Not really positive or negative was the moment it sank in to me how privileged I was to have had the chance to say goodbye to a dying relative a year or two before covid happened. I never thought that would be something I considered a privilege but now I do.

Negative- the government’s drive to get homeless off of the streets has put a bunch of junkies in our building and means my 8 and 12 year old now know all about the smell of weed, and the items required for injecting heroine because they get left all over the building. Oh and the junkies ignore covid guidelines obviously and keep us up all night screaming random ramblings out of their windows from 10pm until 4am making me actually contemplate how much quieter my life would be if they fell out of the window. Which I am aware makes me a horrid human being but sleep deprivation has turned me and my kids into very irritable people.
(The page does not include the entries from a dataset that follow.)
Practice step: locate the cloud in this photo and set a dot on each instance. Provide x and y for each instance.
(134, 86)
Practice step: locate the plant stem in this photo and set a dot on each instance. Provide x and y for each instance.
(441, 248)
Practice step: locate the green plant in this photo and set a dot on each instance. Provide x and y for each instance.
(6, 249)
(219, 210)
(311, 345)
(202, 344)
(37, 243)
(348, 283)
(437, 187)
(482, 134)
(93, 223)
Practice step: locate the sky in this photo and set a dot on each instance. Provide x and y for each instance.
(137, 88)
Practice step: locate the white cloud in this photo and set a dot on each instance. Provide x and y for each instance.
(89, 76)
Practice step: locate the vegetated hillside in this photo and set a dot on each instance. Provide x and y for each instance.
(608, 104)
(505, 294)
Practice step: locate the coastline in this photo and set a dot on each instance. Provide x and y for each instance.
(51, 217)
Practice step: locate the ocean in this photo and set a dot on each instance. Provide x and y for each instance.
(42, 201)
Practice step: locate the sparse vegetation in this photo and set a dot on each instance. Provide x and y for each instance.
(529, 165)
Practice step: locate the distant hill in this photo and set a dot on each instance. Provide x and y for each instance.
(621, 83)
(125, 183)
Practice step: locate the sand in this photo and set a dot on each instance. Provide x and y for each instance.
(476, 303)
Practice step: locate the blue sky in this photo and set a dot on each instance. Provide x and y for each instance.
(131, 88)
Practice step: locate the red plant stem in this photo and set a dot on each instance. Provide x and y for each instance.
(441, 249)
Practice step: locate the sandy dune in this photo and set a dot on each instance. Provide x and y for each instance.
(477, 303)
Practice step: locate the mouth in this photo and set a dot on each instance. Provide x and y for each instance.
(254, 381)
thecheshirecatcanfuckoff · 14/02/2021 17:40

Losing my aunt to covid and not being able to see her and the family I'm heartbroken.

fionamadcat · 14/02/2021 17:41

Driving down the M1 on the 19th March to pick up my son from boarding school knowing his A levels had cancelled when they announced the Scottish exams where cancelled too, I knew ds would be fine and come out of it ok but dd had just bombed her prelims for her highers and needed to sit her exams to claw it back. Spent the last half hr of my journey fighting back tears and when I got to college to get ds first I was waved in through the security barriers when usually we are checked going in then I had to wait for him in the car park and wasn’t allowed in.
As it turned out ds did do fine and got into first choice uni. Dd has had to have a rethink of what she wants to do and is resitting some of her highers now, hoping she will get enough to get into uni.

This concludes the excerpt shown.